CALYPSO -- Finish what you started.

That will be one of several lessons North Duplin will undoubtedly learn from its five-game 25-21, 25-19, 12-25, 20-25, 15-9 victory over Class 1-A Carolina Conference foe North Johnston on Tuesday.

The Rebels (3-2 overall, 1-0 Carolina) appeared to be in complete control, but watched the Panthers storm back and push the match to five games. Early-match miscues which favored North Duplin nearly became its enemy down the stretch.

"I don't know honestly what changed," North Duplin coach Heather Best said. "A lot of times with volleyball its a momentum thing. If somebody gets on a wave they can ride it. We're a young team, we only have one senior and I don't know if a lack of maturity in playing wasn't a factor.

"We fought hard and we came back and I'm proud of them. We need to work on protecting a lead, and concentrate on three games instead of two and a half."

Having gone from the driver's seat to hanging on for dear life, North Duplin regained its composure at the outset of game five. The Rebels rattled off six consecutive points behind the serving of Heather Hudson, and also won 10 points off Panthers' mistakes to take the decisive game 15-9.

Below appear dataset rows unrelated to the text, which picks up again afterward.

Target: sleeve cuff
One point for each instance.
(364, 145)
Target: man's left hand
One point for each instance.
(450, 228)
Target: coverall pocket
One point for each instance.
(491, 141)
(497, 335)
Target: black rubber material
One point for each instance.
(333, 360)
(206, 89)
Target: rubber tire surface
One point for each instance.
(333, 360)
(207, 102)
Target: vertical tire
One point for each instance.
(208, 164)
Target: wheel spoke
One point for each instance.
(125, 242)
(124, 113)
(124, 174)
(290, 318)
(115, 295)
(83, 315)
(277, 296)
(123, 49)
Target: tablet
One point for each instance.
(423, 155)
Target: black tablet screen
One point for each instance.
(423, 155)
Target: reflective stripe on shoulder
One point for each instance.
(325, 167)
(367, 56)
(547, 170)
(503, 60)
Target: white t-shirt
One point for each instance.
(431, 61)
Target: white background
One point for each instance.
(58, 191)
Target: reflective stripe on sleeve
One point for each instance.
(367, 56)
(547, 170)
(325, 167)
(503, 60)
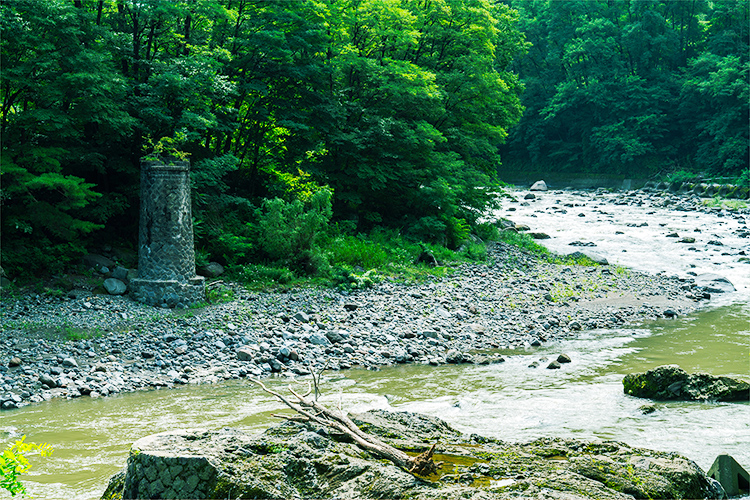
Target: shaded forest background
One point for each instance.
(354, 115)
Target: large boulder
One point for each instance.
(672, 382)
(599, 259)
(714, 283)
(115, 286)
(294, 460)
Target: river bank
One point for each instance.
(514, 300)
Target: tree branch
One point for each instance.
(422, 464)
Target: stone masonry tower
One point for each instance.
(166, 252)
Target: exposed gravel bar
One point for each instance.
(471, 316)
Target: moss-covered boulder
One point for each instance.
(670, 382)
(292, 460)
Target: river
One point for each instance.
(509, 400)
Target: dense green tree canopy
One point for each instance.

"I told my girls the (number of game's won) was zero to zero and whoever won one was going to win the match," Best said. "They knew what they needed to do."

North Duplin watched multiple eight-point leads diminish to a 24-20 margin in game one as North Johnston's Brittany Keene pounded out pivotal kills to help her team stay within striking distance. However, costly mistakes, spacing breakdowns and the inability to execute fundamentals plagued the Panthers toward the end.

Six North Duplin aces helped erase a 12-7 North Johnston lead and 15 Panthers miscues also helped the Rebels in game two.

After looking timid, unorganized and confused in the first two games, North Johnston became the aggressor in game three. Suddenly, it was North Duplin that found itself out of place at all the wrong times, while feeling the affects of mis-hit balls and the inability to execute basic fundamentals.

The Panthers raced out to a 12-5 lead and used 10 kills to pick up a 25-12 win. The trend continued in game four, except this time North Duplin watched a 13-5 lead evaporate and was unable to recover. The Rebels held a late 20-13 advantage, but three aces down the stretch from Sam Holland helped the Panthers rally for a 25-20 win.

Hudson finished with seven kills, three digs, two blocks and an ace, while counterpart Sam Cates notched seven assists, six kills and five aces and two digs. Felicia Lynch added four assists, one kill and an ace, Angelica Favela tallied three assists and two digs and Katlyn Eloshway had two kills an ace and a dig.

Hudson and Cates were the glue that held North Duplin together when the momentum shifted in a matter of moments, as the pair always seemed to provide an ace or a kill at critical junctures of the match.

"I rely on (Hudson and Cates) tremendously, but I have to rely on all six of my players and even the players on the bench," Best said. "You can't win with two players, you can't win with one. You have to win all six."

With a talented and athletic but young squad, Best's focus isn't on a key matchup two or three weeks from now, or the lure of the postseason. Rather, the Rebels' skipper is simply concentrating on her team's next outing, which comes Thursday when they host conference foe Princeton.

"One game at a time," Best said. "We're so young and it's going to take a lot to get us there but I can mold them. They are very eager to learn. It's just one game at a time.